DURAKSAMAYI ÖNLEMEK İÇİN NELER YAPILMALI?
Yıldırım, 2021-2023 arası öngörülen duraksama dönemini yaşamamak için kapasite artışları başta olmak üzere, eksi fiyatlı projeler ve YEKA projelerinin lokal aksamları kullanmaları ve daha kolay finanse edilebilmeleri için bir takım düzenlemelerin yapılabileceğini kaydetti. Uzun vadeli öngörülebilirliğin sağlanabilmesi için ise 2020 sonrası mekanizmanın bir an önce netleştirilmesi ve 5 senelik paketler halinde ihale takvimlerinin belirlenmesi ve yayınlanması gerektiğini ifade etti.

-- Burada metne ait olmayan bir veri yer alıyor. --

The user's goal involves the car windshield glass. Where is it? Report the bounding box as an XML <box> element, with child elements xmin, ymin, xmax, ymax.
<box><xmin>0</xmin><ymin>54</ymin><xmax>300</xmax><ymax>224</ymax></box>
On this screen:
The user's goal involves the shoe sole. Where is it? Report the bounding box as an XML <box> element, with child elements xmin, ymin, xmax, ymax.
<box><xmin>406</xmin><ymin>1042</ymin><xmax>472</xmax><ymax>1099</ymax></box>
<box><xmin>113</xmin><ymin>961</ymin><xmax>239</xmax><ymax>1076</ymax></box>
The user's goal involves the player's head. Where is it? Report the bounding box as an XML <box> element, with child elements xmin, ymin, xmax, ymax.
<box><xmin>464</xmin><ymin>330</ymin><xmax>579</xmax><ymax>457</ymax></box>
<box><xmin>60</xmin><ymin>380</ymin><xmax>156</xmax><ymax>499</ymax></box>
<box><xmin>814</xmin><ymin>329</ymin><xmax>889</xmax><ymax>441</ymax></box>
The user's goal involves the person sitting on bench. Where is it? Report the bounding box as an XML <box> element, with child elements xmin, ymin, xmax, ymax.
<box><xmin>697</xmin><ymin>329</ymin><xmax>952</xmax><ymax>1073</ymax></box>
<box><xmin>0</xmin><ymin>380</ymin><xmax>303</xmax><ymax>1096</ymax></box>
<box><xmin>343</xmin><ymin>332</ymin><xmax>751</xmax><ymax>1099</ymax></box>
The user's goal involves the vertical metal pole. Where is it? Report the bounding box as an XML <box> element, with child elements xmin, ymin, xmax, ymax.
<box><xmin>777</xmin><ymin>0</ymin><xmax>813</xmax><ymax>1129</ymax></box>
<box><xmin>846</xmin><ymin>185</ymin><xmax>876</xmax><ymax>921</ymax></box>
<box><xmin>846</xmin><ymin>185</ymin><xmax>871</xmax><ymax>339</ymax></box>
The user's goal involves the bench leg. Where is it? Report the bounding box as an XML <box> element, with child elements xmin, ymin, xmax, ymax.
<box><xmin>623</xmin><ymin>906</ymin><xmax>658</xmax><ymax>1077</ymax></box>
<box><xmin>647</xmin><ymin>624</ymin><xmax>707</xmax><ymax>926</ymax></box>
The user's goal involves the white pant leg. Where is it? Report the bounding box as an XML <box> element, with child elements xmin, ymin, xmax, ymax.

Yıldırım, “Kısa vadeli proje stoğunun arttırılması için düzenlemeler yapılması, orta vadeli finanse edilebilir mekanizma oluşturulması ve 5 yıllık ihale yol haritasının çıkartılması sektörün geleceği açısından belirleyici olacaktır. Aksi durumda sektörde proje geliştirici danışmanlardan başlayarak, vinççiler, nakliyeciler, montajcılar, mühendislik şirketleri, küçük imalatçılar ve nihayetinde ihracat yapan büyük imalatçılar açısından 2021’in ortasından itibaren başlayacak sorunları ilerleyen aşamada geri çevirmek çok daha zor olabilir” dedi.
RÜZGAR TERSİNE DÖNMEDEN…
Bu kadar üst düzey atılımın yapıldığı bir sektörün elden kayıp gitmesini önlemek istediklerini belirten Yıldırım, “Rüzgar tersine dönmeden finanse edilebilir mekanizmaları ve yatırım için cezbedici olabilecek proje stoğunu ortaya koymalı ve ülkemizi rüzgar sanayisi alanında bölgenin üretim üssü olarak geliştirmeliyiz, bu hepimizin ülkemize olan borcudur” dedi.